Here I sit, 19 yrs later -- still in Michigan. And I've accomplished nothing of real value in that time. It's almost as though my life has been on hold. Like I've been here this entire time just visiting family. Like I'm still waiting to return to San Francisco to begin my life again. Do you think the donut shop is still there? Is the nice lady that owned it still around? Would she remember me? Would her job offer still stand? What about the nurse who was willing to let me stay with her? I doubt any of the above. But does that mean it's to late to return to San Francisco? And would my life be better if I did?

Perhaps I should make good on my promise to the city and return to find out...

Monday, May 15, 2006

Just Another Day...



Well I made it through another mother's day... the sixth since my mom died. And of course it's closing in on the 6th anniversary of her death, as well. So, yeah... I spent the day listening to my 'Tribute to Mom' mood on my launchcast station... and remembering my last mother's day spent with mom. Mom's last mother's day was difficult... it was just 2 weeks or so before she died, and we knew the end was near. She was bedridden and so doped up on morphine she didn't know what day it was. When I came to wish her a happy mother's day,Photobucket - Video and Image Hosting
all she could say was 'it's not mother's day is it? no... no... it can't be'. I bought her a card, which I had to read to her. (Did you know they make mother's day cards for dying mother's? Yes... it's true!) I also bought her one of those metallic helium-filled balloons that said 'Happy Mother's Day!' and tied it to the frame of her 'hospital' bed, which we had set-up in her living room. My grandma came and made her famous meatloaf for dinner. My mother was unable to eat, but she managed to nibble on a few green grapes. I noticed her toenails had been painted, but not recently. The nail-polish was growing out and only covering half of her toenails. So I found her nailpolish remover and got her toenails all cleaned up... then I located some more polish and re-did them for her.

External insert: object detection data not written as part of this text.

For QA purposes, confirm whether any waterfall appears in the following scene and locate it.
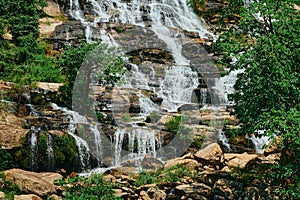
[114,127,157,166]
[46,133,54,171]
[51,103,90,169]
[217,129,230,150]
[66,0,225,172]
[246,130,270,154]
[29,126,41,171]
[90,124,103,167]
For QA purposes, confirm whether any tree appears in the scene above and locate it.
[213,0,300,196]
[57,42,125,108]
[0,0,47,44]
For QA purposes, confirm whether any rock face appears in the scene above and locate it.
[176,183,211,200]
[224,153,257,168]
[195,143,223,165]
[4,169,62,199]
[14,194,42,200]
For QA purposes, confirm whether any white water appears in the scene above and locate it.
[246,130,270,154]
[114,128,157,166]
[217,129,230,150]
[51,103,90,169]
[30,126,41,170]
[67,0,225,173]
[46,133,54,171]
[90,124,103,167]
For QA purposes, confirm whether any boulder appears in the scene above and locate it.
[139,190,151,200]
[141,155,164,170]
[0,192,5,199]
[194,143,223,166]
[175,183,211,199]
[147,188,167,200]
[165,158,201,170]
[44,0,62,17]
[39,172,63,183]
[4,169,59,197]
[224,153,257,169]
[213,179,234,199]
[14,194,42,200]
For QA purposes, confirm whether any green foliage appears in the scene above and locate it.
[134,165,195,186]
[165,116,186,133]
[145,112,161,123]
[0,34,63,84]
[53,135,77,171]
[57,43,125,111]
[0,0,47,44]
[0,172,22,200]
[0,149,16,171]
[120,113,132,122]
[59,174,121,200]
[213,0,300,198]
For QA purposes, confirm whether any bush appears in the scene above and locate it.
[59,174,121,200]
[0,173,22,200]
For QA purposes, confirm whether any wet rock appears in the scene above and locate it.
[4,169,59,197]
[39,172,63,183]
[113,189,128,198]
[177,104,201,112]
[147,188,167,200]
[224,153,257,169]
[0,112,29,149]
[139,190,151,200]
[43,0,62,17]
[52,21,85,50]
[194,143,223,166]
[175,183,211,200]
[150,95,164,105]
[129,104,141,113]
[14,194,42,200]
[141,155,164,170]
[165,158,201,170]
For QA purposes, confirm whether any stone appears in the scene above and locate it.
[4,169,59,197]
[258,153,281,164]
[147,188,167,200]
[36,82,63,92]
[224,153,257,169]
[139,190,151,200]
[165,158,201,170]
[39,172,63,183]
[39,17,63,38]
[14,194,42,200]
[194,143,223,166]
[48,194,62,200]
[0,111,28,149]
[44,0,62,17]
[213,179,234,199]
[113,189,128,197]
[141,155,164,170]
[103,174,117,183]
[175,183,211,199]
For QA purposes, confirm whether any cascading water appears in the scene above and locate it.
[246,130,270,154]
[217,129,230,150]
[51,103,90,169]
[68,0,224,171]
[90,124,103,167]
[114,127,157,166]
[29,126,41,171]
[46,133,54,171]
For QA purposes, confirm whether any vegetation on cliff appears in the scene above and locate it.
[213,0,300,198]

Later in the day my uncle showed up, bearing carnations... both red and white. It's tradition in my family to wear carnations in honor of our mothers. The red are worn by those whose mother's are still living, and the white by those whose mother's have died. I managed a joke that he should have brought pink carnations for myself and my siblings, given our mother's state at the time. But I took a red carnation and pinned it to my shirt, knowing it would be the last red carnation I would wear on mother's day.